CONCISA ESPOSIZIONE DELLE RAGIONI DI FATTO E DI DIRITTO
DELLA DECISIONE
1. Preliminarmente si dà atto che la presente sentenza viene redatta in conformità ai canoni di cui agli artt. 132 n. 4) c.p.c. e 118 disp. att.
c.p.c., nella formulazione risultante a seguito delle modifiche introdotte dall'art. 58 comma 2 della l. 18 giugno 2009, n. 69, mediante esposizione succinta dei fatti rilevanti della causa e delle ragioni giuridiche della decisione.
2. La causa può essere decisa sulla base della questione ritenuta di più agevole soluzione, anche se logicamente subordinata, senza necessità di esaminare previamente le altre, imponendosi, a tutela di esigenze di economia processuale e di celerità del giudizio, un approccio interpretativo che comporti la verifica delle soluzioni sul piano dell'impatto operativo piuttosto che su quello della coerenza logico sistematica e sostituisca il profilo dell'evidenza a quello dell'ordine delle questioni da trattare ai sensi dell'art. 276 c.p.c. (ex multis, Cassazione civile sez. lav., 20/05/2020, n.9309).

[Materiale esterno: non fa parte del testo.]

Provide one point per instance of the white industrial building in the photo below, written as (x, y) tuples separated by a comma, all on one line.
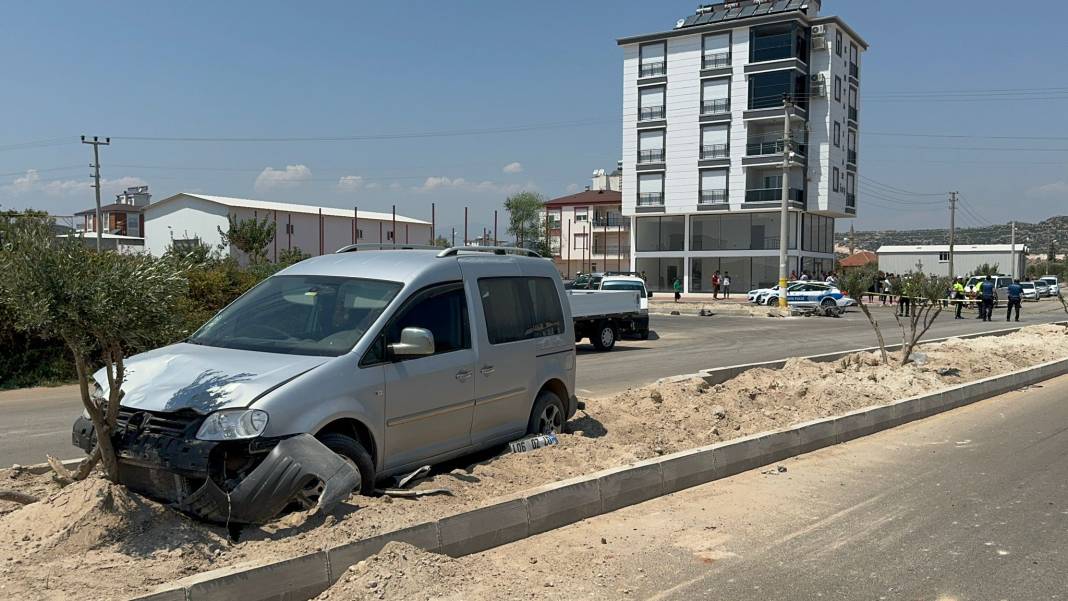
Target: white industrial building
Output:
[(967, 258), (703, 141), (185, 218)]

3. Tanto premesso, questo Tribunale ritiene che l'accordo di conciliazione raggiunto dalle parti in sede di mediazione il 16 aprile 2024 abbia determinato la cessazione della materia del contendere (cfr. Cass. 6 marzo 2020, n. 6442). Del resto, se così non fosse, la ratio della mediazione, volta a realizzare la deflazione del contenzioso giudiziale pagina 2 di 4 civile, verrebbe frustrata.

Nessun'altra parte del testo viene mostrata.